L'utilisation des produits phytopharmaceutiques laisse, dans de nombreux cas, des résidus sur les cultures traitées. Afin de limiter l’exposition du consommateur à ces résidus, des limites maximales de résidus (LMR) qui ne peuvent être dépassées sont fixées par le Règlement européen N° 396/2005/CE du Parlement européen et du Conseil du 23 février 2005 concernant les limites maximales applicables aux résidus de pesticides présents dans ou sur les denrées alimentaires et les aliments pour animaux d'origine végétale et animale et modifiant la directive 91/414/CEE du Conseil.

 

Ces LMR sont déterminées en fonction des pratiques agricoles les plus critiques dans un Etat membre de l’Union européenne. Pour les fixer, des études sur le terrain sont nécessaires.
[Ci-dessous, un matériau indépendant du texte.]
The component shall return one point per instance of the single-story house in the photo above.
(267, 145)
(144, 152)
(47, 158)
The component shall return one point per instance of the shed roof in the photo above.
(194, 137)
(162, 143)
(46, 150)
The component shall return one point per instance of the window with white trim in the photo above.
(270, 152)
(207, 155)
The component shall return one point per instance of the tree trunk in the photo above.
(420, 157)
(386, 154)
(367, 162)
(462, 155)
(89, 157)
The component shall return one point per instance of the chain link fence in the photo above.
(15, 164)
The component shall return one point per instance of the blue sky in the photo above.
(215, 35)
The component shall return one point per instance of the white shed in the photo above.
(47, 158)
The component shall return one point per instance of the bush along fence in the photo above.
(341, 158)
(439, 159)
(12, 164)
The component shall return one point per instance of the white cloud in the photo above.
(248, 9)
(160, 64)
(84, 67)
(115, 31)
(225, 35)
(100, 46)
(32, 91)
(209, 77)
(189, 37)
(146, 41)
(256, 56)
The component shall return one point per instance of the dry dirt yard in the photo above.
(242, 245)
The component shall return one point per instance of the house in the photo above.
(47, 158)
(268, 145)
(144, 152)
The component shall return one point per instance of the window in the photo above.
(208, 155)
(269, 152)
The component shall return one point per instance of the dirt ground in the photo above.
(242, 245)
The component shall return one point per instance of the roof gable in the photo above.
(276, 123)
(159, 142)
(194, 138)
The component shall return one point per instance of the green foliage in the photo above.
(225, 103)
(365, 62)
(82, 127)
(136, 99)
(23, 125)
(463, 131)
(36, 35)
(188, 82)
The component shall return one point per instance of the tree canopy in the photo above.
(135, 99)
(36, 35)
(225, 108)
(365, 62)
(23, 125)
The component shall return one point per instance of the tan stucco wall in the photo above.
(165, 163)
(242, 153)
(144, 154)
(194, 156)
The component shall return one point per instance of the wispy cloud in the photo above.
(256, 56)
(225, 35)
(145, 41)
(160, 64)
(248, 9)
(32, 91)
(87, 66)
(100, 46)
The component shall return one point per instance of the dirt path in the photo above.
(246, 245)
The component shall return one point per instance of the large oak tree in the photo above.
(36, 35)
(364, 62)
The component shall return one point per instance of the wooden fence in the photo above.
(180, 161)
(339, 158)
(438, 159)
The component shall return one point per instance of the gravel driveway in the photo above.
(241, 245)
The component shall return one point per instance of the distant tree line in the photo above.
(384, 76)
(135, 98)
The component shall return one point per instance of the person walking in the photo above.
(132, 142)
Au cours de leur réalisation, le produit phytopharmaceutique est appliqué selon la bonne pratique agricole (BPA) et les résidus consécutifs à cette application sont analysés en laboratoire. Afin de faire intervenir toutes les sources d'influence possibles (conditions météorologiques, variété utilisée, date de semis…), ces études doivent être répétées dans diverses conditions. Malheureusement, la réalisation de ce type d’études est très coûteuse et par conséquent, l’industrie phytopharmaceutique finance principalement ces essais pour les « grandes cultures » c'est-à-dire les cultures cultivées à grande échelle et nécessitant de plus grandes quantités de pesticides.

Pour les cultures dites « mineures », des raisons évidentes de rentabilité entraînent un moindre investissement de la part de l’industrie phytopharmaceutique. Toutefois, afin de maintenir ou d’obtenir des agréations pour les usages sur ces petites cultures et de garantir une utilisation raisonnée des produits phytopharmaceutiques (alternance de modes d’action différents, utilisation de produits plus sélectifs compatibles avec l’agriculture intégrée…) la législation prévoit que, lorsqu'un produit est agréé en Belgique pour un ou plusieurs usages, ce n'est plus seulement le détenteur de l'agréation qui peut demander une extension de cette agréation. En effet, selon l'article 26 de l'AR du 28 février 1994, il est possible de demander une extension d'usage(s) d'un produit phytopharmaceutique déjà agréé pour autant que les données requises en matière d'efficacité, de sélectivité et éventuellement de résidus, soient fournies au Comité d’agréation.

Des rencontres régulières avec les différents centres pilotes wallons, la participation active du Comité régional PHYTO aux réunions des groupes de travail organisées au niveau fédéral pour chaque secteur d’activité, les rencontres avec les firmes phytopharmaceutiques ainsi que les instances régionales et fédérales permettent de réaliser les dossiers de demandes d’extension d’agréation et de les introduire au SPF Santé publique – service pesticides et engrais.